Prepare and Prevent Common Due Diligence Issues in Health IT Transactions: Human Resources Considerations (Part 3 of 6)

January 11, 2018

Over the next few months, HGP is publishing a 6-part research series covering a range of due diligence issues that are common to Health IT and Services transactions.  The 6 sections cover: Accounting and Tax, Legal, Human Resources, Operations, Intellectual Property, and Technology.  In today’s edition, we are covering the Human Resources topics.

Employment Agreements

Several minor issues may arise in relation to employment agreements.  Any verbal agreements between employer and employee must be put in writing.  Employment agreements must contain assignment of intellectual property language to ensure the employer has title to the developed IP.  Tax matters may arise in relation to guaranteed payments versus salaries and withholdings (especially when operating in multiple states).  The most significant issues are option design and transaction bonuses, which are discussed in more detail later in this section.


Key Employee Retention

High employee attrition is a red flag for potential acquirers.  Attrition at the executive level may also be a red flag.  Companies should take executive turnover under consideration when evaluating the timing of a transaction.  Furthermore, the transaction process itself should be designed around the objectives of the executive team and their personal plans to remain with or depart from the company.  Finally, most buyers will want to design a transaction with incentives to retain employees.  If a seller can structure employee incentives that benefit a buyer following a transaction, the seller should seize this opportunity to further this objective on behalf of a buyer.


Employee Disputes

Disputes between employee and employer are unfortunately common, however, so long as these disputes are not a red flag for greater issues, buyers are somewhat accustomed to handling these matters through indemnification or getting to a settlement pre-closing.


Benefit Plan Design

A company should ensure compliance with the many regulations (including ERISA) that govern benefits administration.  Benefit issues also arise when there is a large discrepancy between seller and buyer benefit plans:

1) Seller benefits are superior to buyer benefits. While this may result in a synergy for the buyer, it also means that the seller’s employees will be stepping into a less generous benefit structure, which may equate to an effective pay cut. Buyers can address this by translating the lower benefit cost into salary increases.
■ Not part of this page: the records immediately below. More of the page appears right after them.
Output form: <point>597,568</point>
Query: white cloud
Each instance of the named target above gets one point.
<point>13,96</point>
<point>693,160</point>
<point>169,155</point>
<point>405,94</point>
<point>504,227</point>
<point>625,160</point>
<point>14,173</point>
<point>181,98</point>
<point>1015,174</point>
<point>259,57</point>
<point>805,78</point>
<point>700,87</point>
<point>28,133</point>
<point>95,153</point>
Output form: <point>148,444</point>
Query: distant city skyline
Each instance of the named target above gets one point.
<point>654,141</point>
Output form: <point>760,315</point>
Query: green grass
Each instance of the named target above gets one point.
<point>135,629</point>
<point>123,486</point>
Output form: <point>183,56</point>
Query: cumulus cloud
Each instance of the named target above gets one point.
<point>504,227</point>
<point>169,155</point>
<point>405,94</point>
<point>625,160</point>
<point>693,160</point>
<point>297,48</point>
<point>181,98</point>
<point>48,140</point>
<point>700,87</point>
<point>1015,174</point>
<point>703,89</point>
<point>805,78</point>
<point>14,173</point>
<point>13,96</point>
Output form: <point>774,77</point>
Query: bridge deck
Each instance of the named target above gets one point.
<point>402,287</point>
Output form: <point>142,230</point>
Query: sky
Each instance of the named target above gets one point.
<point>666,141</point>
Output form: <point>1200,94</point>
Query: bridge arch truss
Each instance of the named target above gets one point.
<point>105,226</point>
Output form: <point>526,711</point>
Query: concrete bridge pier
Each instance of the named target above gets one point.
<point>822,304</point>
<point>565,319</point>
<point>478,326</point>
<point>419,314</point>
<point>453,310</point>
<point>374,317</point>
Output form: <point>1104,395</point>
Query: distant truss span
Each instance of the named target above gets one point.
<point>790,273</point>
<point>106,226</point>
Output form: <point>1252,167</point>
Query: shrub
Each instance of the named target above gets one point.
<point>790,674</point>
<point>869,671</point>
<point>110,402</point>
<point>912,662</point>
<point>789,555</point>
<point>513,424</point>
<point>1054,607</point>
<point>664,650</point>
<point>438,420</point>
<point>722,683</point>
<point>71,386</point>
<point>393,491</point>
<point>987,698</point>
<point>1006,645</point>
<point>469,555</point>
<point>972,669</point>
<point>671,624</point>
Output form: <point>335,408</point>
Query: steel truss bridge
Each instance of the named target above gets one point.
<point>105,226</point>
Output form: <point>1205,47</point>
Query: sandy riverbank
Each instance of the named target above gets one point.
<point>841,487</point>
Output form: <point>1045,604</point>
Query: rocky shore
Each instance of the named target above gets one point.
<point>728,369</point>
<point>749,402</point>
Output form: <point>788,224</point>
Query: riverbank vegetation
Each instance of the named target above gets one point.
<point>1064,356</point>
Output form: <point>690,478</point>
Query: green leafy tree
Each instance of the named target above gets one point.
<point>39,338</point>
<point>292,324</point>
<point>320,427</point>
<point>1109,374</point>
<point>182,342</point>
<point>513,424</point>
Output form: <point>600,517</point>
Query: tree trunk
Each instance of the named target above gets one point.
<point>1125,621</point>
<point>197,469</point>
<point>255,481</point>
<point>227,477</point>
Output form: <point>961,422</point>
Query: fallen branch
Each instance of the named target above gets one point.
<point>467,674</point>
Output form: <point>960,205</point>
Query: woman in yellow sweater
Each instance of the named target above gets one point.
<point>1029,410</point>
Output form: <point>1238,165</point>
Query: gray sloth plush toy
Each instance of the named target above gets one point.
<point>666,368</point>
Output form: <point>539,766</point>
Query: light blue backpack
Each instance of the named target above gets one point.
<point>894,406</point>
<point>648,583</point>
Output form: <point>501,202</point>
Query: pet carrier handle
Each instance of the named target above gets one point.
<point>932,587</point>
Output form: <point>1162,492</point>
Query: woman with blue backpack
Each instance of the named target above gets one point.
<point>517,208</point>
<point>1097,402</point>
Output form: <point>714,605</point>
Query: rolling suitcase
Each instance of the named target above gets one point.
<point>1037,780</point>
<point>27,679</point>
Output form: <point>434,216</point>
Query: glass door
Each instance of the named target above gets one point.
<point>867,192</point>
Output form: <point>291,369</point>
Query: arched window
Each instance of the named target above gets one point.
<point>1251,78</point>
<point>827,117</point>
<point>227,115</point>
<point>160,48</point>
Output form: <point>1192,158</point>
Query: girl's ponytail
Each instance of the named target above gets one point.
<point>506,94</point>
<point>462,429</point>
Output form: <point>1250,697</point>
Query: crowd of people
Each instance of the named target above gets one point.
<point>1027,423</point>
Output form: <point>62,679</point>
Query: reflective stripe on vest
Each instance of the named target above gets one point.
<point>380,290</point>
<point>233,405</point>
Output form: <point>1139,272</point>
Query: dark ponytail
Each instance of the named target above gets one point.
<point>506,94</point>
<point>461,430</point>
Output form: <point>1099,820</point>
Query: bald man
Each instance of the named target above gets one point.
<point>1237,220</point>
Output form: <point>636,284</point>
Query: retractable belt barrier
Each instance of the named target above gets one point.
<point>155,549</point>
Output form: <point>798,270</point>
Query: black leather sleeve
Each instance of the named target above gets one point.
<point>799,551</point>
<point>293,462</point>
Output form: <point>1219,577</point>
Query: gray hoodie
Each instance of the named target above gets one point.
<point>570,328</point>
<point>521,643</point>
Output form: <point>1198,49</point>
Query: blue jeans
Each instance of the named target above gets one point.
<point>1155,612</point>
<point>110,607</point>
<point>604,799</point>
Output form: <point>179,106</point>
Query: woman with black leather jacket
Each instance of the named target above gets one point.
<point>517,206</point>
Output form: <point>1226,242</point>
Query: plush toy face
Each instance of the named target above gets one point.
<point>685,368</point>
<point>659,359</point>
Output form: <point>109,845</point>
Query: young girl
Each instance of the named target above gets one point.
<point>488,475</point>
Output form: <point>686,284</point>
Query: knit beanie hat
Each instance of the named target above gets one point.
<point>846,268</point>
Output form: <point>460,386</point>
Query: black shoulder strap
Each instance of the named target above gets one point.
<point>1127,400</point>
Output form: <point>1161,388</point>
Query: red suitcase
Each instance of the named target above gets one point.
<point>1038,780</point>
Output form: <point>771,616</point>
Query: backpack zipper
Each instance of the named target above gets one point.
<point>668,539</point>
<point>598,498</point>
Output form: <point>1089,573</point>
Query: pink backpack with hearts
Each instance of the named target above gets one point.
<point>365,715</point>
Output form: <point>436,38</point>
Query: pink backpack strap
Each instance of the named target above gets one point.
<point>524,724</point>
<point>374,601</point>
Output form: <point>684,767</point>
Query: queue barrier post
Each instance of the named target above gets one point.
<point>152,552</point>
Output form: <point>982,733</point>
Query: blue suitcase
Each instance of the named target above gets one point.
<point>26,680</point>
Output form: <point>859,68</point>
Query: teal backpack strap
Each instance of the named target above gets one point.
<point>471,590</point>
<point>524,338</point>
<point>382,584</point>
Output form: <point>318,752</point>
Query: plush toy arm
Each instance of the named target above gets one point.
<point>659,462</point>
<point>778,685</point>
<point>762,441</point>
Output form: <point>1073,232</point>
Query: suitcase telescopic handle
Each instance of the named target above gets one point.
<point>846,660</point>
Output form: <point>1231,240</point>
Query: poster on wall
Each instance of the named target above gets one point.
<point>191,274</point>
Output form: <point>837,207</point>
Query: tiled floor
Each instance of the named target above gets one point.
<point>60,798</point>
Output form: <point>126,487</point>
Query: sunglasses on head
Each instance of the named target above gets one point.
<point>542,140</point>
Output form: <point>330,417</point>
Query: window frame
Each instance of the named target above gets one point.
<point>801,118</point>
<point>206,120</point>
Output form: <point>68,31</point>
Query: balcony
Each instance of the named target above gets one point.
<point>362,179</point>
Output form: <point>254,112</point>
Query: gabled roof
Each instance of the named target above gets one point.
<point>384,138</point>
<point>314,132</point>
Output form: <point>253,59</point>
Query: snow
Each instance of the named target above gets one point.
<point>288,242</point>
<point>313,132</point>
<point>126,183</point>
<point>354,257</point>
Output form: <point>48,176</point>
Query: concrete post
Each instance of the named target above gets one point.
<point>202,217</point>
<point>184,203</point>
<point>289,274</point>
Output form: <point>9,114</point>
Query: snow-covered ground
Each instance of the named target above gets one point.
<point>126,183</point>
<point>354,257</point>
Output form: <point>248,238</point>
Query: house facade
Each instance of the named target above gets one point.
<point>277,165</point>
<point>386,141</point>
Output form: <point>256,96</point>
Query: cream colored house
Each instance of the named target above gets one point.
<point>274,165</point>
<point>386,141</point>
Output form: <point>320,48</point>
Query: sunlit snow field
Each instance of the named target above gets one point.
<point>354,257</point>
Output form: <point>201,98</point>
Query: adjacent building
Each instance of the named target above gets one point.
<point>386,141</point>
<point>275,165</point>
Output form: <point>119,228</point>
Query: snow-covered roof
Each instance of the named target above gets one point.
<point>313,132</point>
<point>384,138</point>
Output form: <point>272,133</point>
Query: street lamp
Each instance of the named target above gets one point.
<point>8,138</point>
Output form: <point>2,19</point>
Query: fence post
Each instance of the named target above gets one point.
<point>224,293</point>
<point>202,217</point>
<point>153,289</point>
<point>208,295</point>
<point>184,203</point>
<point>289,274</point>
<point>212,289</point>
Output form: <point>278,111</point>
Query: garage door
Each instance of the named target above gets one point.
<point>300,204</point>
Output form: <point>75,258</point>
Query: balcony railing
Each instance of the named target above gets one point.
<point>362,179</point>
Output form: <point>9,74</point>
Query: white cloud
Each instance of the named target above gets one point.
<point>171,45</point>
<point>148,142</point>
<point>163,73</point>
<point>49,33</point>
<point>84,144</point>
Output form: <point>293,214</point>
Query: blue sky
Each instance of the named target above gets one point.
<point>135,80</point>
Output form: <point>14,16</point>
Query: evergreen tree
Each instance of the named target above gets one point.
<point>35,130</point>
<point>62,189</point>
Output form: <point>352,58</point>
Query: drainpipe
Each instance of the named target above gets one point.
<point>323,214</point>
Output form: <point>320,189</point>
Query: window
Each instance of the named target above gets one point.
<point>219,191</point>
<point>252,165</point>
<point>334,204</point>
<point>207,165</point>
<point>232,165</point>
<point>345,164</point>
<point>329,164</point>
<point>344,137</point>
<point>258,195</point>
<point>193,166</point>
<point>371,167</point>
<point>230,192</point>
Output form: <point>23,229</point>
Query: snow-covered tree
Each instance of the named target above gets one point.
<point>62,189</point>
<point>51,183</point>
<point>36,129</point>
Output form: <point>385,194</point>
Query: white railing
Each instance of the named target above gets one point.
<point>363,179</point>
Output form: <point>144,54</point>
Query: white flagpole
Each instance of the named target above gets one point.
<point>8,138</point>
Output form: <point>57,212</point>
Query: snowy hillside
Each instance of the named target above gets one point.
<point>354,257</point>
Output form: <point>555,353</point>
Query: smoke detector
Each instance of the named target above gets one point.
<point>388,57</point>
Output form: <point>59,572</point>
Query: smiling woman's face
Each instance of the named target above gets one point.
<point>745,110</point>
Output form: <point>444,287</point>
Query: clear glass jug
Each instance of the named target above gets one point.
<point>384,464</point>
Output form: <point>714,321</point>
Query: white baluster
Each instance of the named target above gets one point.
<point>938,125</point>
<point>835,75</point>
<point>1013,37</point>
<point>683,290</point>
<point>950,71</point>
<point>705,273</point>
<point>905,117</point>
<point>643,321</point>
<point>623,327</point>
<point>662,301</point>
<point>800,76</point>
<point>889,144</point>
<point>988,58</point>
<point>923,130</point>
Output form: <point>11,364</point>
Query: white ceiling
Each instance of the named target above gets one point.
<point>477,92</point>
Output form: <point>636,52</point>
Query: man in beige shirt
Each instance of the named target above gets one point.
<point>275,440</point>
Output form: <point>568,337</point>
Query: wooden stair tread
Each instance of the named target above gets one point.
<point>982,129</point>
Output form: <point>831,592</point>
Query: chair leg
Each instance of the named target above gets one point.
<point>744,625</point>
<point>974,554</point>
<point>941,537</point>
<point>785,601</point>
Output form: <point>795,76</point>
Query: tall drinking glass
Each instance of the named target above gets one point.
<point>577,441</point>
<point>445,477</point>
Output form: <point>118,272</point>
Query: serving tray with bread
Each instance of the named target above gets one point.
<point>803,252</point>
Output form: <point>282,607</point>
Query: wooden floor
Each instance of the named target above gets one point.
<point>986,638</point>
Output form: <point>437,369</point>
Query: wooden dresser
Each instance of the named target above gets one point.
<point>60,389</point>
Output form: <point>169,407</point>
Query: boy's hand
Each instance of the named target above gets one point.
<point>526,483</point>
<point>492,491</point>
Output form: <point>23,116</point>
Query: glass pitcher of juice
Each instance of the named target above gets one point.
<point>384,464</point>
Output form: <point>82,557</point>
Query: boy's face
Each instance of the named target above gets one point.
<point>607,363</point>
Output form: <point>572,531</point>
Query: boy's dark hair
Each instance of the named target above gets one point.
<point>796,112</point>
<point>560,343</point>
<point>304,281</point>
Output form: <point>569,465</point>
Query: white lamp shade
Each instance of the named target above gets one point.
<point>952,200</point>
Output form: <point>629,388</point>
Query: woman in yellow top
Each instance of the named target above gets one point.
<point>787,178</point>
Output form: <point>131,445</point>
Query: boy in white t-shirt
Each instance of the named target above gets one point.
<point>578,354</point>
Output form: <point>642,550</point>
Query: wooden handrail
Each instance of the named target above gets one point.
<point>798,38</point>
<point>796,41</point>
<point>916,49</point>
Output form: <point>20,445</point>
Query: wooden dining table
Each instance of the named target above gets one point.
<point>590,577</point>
2) Seller benefits are inferior to buyer benefits. When this occurs, buyers may have to factor the higher benefit cost into their purchase price, thus reducing the effective profit of the selling business.


Employee Compensation vs. Market Rates

In transactions that involve a larger acquirer buying a smaller company, the most typical situation is one where the smaller company’s employees receive below market salaries.  To ensure employee retention, a buyer may need to adjust these salaries upward, thus resulting in a negative synergy.  Negative synergies such as salaries and benefits are often the “price of doing transactions”, and while a buyer may try to use this against a seller in a deal negotiation, this may or may not impact the purchase price.


Option Design and Transaction Bonuses

If employees have an economic participation in a sale transaction, either through options or transaction bonuses, terms must be accurately documented with clear and transparent terms and conditions.  This documentation should be completed with advice from legal and tax counsel to ensure that option design and transaction payouts do not create any tax or indemnity issues for the seller.  A second matter is triggering 280G excess payments, known as a “golden parachute.”  280G is triggered when the amount of the compensation-related payment at the time of transaction for an individual earning over $115K equals or exceeds three times the disqualified individual’s average annual compensation from the corporation or its related entities for the five years preceding the year of the change in control.  A penalty in the form of a 20% excise tax is applied to the excess payment.